Los inóculos se prepararon a partir de colonias crecidas durante 24 h y se ajustaron equivalentemente al patrón de turbidez 0,5 de McFarland para una concentración de aproximadamente 1,5 x 108 UFC/mL. Se realizó la siembra sobre el agar Mueller-Hinton (BioCen, Cuba, lote: 2500005) (pH 7,3 ± 0,2) con hisopos estériles. De cada uno de los extractos se elaboró una disolución stock a 248 mg/mL, utilizando dimetilsulfóxido (DMSO) como disolvente. Se adicionaron 5 µL de esta disolución a discos de papel de filtro (Whatman, Inglaterra) de 6 mm de diámetro previamente esterilizados, quedando aproximadamente 1240 µg/disco. Finalmente, las placas de Petri se incubaron a 37 ± 0,1 ºC durante 24 horas en una incubadora (Boxun BG-80, China). Las zonas de inhibición del crecimiento del microorganismo alrededor de los discos se midieron en milímetros.

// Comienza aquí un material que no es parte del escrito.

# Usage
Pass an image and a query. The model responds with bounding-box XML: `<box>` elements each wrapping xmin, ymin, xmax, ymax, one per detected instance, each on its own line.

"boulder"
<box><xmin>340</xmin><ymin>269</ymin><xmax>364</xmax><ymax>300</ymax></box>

Cada tratamiento tuvo tres repeticiones. Se utilizaron como controles negativos, discos de papel de filtro de 6 mm de diámetro cargados con 5 μL de DMSO; y como controles positivos, discos de los antibióticos comerciales Gentamicina, Ciprofloxacina y Amoxicilina de 30, 5 y 30 µg/disco, respectivamente (Sensi– DiscTM, Francia). Los resultados se declararon como el promedio del diámetro de los halos de inhibición para cada tratamiento.
Bacterias evaluadas
Se utilizaron bacterias pertenecientes a cinco géneros bacterianos, dos de referencia internacional, depositadas en el American Type Culture Collection (ATCC) y tres salvajes aisladas en el Centro de Higiene y Epidemiología del municipio Manzanillo, provincia Granma.
- Salmonella typhimurium (ATCC 14028)
- Bacillus subtilis subsp. spizizenii (ATCC 6633)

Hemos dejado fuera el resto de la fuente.